- Born: 1855 Woodstock, Canada West
- Died: April 25, 1941 (aged 85–86)
- Spouse: Euphemia Douglas (married June 8, 1880)
- Children: two sons, two daughters living at the time of his death

= James Woods (Canadian business executive) =

Canadian industrialist and philanthropist

Sir James Woods KBE (1855 – April 25, 1941) was a Canadian industrialist and philanthropist who was knighted in 1915 for wartime industrial work and named
knight commander of the Order of the British Empire in 1917 for his work as a member of the British War Commission in New York.
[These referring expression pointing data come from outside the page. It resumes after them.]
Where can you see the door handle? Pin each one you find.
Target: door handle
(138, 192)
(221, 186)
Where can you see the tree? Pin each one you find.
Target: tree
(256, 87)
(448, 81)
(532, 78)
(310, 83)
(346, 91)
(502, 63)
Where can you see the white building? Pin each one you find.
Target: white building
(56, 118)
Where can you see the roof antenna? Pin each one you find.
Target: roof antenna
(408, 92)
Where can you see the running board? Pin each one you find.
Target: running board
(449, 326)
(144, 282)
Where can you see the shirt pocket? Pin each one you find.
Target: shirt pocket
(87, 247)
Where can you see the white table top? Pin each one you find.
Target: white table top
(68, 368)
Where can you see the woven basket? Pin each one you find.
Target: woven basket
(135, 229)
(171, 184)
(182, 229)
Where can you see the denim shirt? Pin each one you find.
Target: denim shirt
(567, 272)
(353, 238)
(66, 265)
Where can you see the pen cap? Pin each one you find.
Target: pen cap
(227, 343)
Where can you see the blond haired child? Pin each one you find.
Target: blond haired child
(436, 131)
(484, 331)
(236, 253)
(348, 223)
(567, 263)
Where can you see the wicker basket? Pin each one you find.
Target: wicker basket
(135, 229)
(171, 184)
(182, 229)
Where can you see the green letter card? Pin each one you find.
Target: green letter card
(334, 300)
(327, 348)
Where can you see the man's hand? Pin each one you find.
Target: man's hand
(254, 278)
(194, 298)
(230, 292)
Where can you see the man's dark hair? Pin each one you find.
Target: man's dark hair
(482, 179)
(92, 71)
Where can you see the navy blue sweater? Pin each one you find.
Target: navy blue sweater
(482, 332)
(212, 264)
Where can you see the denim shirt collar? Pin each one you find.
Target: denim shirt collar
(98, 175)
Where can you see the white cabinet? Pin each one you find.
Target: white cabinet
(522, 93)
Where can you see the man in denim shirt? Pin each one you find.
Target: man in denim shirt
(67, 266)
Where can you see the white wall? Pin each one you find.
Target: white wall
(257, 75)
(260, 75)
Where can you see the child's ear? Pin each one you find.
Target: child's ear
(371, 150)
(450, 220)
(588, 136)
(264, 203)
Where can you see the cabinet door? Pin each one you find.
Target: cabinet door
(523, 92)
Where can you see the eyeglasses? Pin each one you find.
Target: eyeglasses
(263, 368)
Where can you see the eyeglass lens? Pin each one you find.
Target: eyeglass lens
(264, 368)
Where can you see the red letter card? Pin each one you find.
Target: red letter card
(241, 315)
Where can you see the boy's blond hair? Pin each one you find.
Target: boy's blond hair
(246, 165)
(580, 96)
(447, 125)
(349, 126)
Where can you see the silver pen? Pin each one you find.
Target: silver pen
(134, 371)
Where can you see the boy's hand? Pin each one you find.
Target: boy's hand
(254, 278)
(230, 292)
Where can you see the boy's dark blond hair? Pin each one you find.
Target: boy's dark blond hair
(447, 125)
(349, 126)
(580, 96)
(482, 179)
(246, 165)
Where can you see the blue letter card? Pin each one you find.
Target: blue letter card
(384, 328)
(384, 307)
In 1928, he was vice-president of Imperial Bank of Canada.

He was president of York Knitting Mills Ltd. and of Gordon Mackay and Company Ltd., a wholesale dry goods company. Archives of Gordon Mackay are held by Trent University in Peterborough, Ontario.

In 1930, he proposed a merger of knitting mill companies including Zimmerknit and Gordon Mackay.

==Philanthropy==
In 1912, he founded St. Christopher House, a settlement house in Toronto now known as West Neighbourhood House. Later, he was vice-chairman of the Health League of Canada.

==Activism==
He helped establish the "Forty to Fifty Club", which was intended to help men in this age group find appropriate work.

In 1938, he published a pamphlet titled Insurance of Employment.

==Personal life==

Woods married Euphemia Douglas on 8 June 1880. Their son, Captain John Robinson Woods, was killed in action on 24 October 1917 during the Third Battle of Ypres, also known as Passchendaele. Another son, Captain William Blakeney Woods, also served.